The third factor that lay behind Florence’s role in the genesis of opera was the centrality in that city of a particular Renaissance and Neoplatonic worldview that accorded to music a “magical” role in the cosmos and in humankind’s interaction with it. More than a century before the first experiments in opera, the Orpheus legend, concerning the musician par excellence of antiquity who succeeded with his music in taming the animals and moving the gods of the underworld to release his bride Eurydice, had been the subject of the earliest secular play in Italian (Orpheus, written about 1480), which became a literary classic of the Medici era. Thus, singing—especially solo singing, the art of singing to the Orphic lyre—held a very special place in Florentine culture, deriving from the Platonic conviction that the human voice, through music, provided the link between the earthly world and the cosmos. It was fitting, then, that the creators of opera chose Orpheus as their first operatic protagonist. Informed by the humanist notions about the ancient Greek music and theatre gleaned from their association with the Camerata and other academies, they sought to realize the transformative power of Orphic singing through musical recitation and solo song; in so doing, they were acting on the belief that accompanied vocal expression could represent or imitate human states and feelings by transmitting an inner, emotional reality that could move listeners’ souls.

Monteverdi

Opera quickly spread to other urban centres in Italy—Mantua, Rome, Venice, and elsewhere—and eventually to places outside the Italian peninsula. Within a decade of the earliest productions, the masterful composer of madrigals (a type of vocal chamber music) Claudio Monteverdi made his debut in the field with two dramatic works: La favola d’Orfeo (1607; “The Fable of Orpheus”), the first opera to maintain a place in the modern repertory, and L’Arianna (1608), now lost except for the Lamento, which was destined to become one of the most famous pieces of music of the 17th century. Set to a text by Alessandro Striggio the Younger, L’Orfeo was presented at the court of Mantua—where Monteverdi was employed by the Gonzaga dynasty—during the Carnival of 1607, when the libretto was published as a souvenir. (The score was printed, with a different ending, in 1609 and again in 1615). Significantly, the subject and the style were derived from Peri’s L’Euridice, which, having been printed in 1601, must have been available to Monteverdi, who both recognized and built on Peri’s accomplishments. While L’Orfeo has more musical variety than its predecessor, including the effective use of ritornelli, or recurring instrumental sections, it owes much to Peri’s concept of straightforward recitative for calm narration or dialogue and intensely expressive recitative for heightened emotion at more dramatic moments.

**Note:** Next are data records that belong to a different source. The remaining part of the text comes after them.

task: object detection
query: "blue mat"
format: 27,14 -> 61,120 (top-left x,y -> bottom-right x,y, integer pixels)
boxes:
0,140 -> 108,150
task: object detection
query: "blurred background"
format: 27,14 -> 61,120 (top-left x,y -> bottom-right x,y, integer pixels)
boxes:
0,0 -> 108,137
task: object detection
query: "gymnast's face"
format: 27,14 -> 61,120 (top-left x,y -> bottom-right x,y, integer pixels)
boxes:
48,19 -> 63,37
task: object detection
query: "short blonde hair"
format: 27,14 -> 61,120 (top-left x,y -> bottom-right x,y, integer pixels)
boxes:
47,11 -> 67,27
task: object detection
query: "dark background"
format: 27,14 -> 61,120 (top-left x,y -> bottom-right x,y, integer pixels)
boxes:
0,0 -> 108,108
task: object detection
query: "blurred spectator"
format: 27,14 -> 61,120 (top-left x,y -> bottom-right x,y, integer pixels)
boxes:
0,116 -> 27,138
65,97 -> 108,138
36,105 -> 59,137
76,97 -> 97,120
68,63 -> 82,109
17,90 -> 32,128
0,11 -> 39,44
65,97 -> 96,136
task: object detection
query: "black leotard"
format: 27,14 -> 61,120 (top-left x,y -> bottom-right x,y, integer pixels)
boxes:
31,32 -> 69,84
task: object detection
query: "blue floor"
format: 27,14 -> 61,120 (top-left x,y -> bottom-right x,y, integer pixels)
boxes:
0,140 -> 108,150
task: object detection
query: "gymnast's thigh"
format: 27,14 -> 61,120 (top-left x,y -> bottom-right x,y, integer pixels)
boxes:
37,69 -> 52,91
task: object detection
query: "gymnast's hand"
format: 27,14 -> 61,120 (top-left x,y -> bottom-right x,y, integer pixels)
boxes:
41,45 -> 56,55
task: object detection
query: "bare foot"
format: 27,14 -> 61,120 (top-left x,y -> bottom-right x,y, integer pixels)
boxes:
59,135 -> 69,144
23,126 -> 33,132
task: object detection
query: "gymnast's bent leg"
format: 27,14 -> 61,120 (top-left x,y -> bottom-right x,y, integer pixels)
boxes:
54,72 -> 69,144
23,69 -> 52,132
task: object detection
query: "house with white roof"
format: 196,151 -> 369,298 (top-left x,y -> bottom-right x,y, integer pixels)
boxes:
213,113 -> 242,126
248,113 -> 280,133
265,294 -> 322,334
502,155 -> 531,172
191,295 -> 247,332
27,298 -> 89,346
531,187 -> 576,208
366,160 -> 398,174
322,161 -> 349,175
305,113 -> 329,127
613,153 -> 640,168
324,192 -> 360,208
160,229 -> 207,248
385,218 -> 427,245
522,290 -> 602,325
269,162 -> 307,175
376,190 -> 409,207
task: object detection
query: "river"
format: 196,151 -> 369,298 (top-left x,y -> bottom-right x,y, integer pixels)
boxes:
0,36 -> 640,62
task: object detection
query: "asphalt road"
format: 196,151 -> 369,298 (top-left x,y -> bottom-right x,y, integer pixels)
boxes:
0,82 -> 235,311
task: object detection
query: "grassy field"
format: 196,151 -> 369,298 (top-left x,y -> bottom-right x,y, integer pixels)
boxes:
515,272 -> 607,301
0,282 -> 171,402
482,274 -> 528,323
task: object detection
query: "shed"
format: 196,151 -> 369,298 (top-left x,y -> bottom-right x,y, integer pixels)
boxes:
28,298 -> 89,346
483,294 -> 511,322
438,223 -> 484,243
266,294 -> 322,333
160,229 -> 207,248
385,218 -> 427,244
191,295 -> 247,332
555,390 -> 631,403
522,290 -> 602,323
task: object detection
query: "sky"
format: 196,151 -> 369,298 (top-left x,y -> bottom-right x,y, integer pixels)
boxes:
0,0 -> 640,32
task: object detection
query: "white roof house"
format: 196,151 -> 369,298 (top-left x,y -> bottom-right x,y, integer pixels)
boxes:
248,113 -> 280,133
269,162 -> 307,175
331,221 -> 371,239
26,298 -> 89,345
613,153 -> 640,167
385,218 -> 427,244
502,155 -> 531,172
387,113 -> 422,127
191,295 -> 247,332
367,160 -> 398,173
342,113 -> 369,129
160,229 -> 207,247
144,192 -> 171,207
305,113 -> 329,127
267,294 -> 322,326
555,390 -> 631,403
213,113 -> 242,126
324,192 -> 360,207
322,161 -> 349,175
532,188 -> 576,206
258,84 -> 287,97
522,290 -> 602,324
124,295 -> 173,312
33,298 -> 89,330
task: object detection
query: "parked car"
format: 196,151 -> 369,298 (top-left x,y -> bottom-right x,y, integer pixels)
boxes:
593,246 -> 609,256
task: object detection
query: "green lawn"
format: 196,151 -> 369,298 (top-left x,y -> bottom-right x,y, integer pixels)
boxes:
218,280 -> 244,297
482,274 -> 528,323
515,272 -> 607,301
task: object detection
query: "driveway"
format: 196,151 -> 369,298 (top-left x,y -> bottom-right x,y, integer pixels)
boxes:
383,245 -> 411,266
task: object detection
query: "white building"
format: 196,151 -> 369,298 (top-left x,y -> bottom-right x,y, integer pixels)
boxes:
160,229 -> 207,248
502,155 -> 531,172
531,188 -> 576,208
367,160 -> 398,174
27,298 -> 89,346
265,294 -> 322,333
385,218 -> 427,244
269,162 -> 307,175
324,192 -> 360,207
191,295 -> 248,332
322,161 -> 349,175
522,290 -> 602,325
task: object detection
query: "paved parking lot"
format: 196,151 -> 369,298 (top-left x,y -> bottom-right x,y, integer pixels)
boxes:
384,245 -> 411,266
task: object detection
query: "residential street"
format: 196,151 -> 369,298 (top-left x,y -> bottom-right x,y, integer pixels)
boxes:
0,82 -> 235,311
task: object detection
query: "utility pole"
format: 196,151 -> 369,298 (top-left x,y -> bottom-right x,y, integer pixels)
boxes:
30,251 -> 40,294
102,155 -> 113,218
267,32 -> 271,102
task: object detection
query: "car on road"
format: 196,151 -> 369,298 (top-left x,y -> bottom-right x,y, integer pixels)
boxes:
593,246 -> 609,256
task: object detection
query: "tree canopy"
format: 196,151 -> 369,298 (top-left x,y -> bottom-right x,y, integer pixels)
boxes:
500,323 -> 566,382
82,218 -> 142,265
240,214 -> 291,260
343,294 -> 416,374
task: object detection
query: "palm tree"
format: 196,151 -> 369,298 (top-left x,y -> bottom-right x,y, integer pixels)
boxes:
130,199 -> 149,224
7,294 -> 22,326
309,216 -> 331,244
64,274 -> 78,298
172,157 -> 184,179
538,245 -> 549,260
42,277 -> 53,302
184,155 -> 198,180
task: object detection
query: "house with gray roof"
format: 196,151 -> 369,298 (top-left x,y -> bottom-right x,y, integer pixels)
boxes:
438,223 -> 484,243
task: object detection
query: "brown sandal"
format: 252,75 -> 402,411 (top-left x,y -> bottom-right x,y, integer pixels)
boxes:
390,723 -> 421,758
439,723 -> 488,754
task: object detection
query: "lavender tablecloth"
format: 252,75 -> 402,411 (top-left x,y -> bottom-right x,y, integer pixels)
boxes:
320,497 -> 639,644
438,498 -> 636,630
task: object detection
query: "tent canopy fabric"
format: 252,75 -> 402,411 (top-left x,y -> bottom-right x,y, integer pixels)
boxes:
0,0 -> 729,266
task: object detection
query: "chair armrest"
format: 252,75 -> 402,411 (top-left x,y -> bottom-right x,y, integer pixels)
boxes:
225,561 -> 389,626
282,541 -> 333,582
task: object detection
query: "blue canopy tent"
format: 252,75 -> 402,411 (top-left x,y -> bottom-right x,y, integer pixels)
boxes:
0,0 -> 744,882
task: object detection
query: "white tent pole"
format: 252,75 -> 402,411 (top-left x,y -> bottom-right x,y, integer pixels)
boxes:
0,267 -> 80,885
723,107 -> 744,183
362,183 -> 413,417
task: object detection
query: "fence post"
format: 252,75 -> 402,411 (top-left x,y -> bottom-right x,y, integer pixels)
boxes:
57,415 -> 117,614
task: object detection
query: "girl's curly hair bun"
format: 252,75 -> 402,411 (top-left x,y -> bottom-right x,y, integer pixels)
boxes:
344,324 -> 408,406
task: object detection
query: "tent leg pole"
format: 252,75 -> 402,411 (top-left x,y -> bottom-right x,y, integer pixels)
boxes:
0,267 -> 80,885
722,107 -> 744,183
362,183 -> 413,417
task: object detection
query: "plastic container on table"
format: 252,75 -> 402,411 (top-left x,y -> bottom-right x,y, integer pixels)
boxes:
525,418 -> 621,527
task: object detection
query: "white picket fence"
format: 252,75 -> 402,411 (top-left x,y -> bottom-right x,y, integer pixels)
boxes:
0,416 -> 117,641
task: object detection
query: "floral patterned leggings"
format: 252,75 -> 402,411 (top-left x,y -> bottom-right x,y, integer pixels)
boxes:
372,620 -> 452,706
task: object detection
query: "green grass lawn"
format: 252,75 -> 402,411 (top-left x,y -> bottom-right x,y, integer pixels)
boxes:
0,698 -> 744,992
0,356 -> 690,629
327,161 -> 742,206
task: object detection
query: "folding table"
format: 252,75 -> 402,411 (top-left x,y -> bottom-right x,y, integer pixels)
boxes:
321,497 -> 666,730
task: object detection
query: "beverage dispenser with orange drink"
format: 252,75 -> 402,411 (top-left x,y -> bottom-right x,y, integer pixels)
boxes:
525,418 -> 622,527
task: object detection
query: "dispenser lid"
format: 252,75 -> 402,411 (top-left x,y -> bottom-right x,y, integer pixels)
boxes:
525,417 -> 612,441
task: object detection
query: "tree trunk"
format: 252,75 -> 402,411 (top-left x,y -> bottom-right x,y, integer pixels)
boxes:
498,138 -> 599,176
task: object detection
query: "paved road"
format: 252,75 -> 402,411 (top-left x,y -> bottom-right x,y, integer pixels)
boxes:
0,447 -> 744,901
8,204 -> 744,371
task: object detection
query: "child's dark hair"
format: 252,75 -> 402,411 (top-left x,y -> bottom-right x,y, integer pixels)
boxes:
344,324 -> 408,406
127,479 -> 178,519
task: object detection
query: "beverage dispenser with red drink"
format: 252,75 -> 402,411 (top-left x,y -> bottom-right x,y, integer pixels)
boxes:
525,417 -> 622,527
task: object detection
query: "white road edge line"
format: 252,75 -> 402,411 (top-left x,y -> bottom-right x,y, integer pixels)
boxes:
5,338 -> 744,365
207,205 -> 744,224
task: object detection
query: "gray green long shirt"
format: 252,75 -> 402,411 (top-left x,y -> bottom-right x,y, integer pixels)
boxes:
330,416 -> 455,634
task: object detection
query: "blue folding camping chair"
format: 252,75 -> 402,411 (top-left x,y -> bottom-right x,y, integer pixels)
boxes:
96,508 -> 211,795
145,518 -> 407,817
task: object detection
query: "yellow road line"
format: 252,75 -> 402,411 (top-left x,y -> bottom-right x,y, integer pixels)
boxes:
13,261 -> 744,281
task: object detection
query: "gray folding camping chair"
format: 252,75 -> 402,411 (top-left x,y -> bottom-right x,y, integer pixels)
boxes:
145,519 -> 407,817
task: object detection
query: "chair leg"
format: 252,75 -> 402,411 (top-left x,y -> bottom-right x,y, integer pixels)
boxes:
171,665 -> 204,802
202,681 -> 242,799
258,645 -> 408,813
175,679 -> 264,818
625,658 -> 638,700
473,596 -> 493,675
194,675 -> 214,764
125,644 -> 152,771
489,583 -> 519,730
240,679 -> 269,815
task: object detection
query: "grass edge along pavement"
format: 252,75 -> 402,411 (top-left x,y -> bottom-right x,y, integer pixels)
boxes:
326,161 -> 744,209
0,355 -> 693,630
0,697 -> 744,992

Monteverdi continued to compose operas for more than 35 years and stayed abreast of the latest musical trends while writing sacred and ceremonial music for San Marco Basilica in Venice, where he had become maestro di cappella (director of music) in 1613. His surviving mature operas, written in his mid-70s in Venice, were Il ritorno d’Ulisse in patria (1640; “Ulysses’ Homecoming”), with a libretto by Giacomo Badoaro based on the end of Homer’s Odyssey, and L’incoronazione di Poppea (1643; “The Coronation of Poppea”). The latter was the first opera to derive its plot from a historical subject—the Roman emperor Nero’s illicit love for the ambitious courtesan Poppea. Gian Francesco Busenello’s libretto brought a new note of realism into opera, particularly in the subtle portrayal of human character, which Monteverdi translated into music with an extraordinary nuance and flexibility of style, depicting a wide range of human emotions. In a prologue and three acts, Poppea includes steamy love scenes and angry confrontations carried by recitatives that capture a variety of styles of speech; there are also joyous scenes of musical elaboration, with arias that celebrate singing and bear witness to the victory of the senses over reason and morality.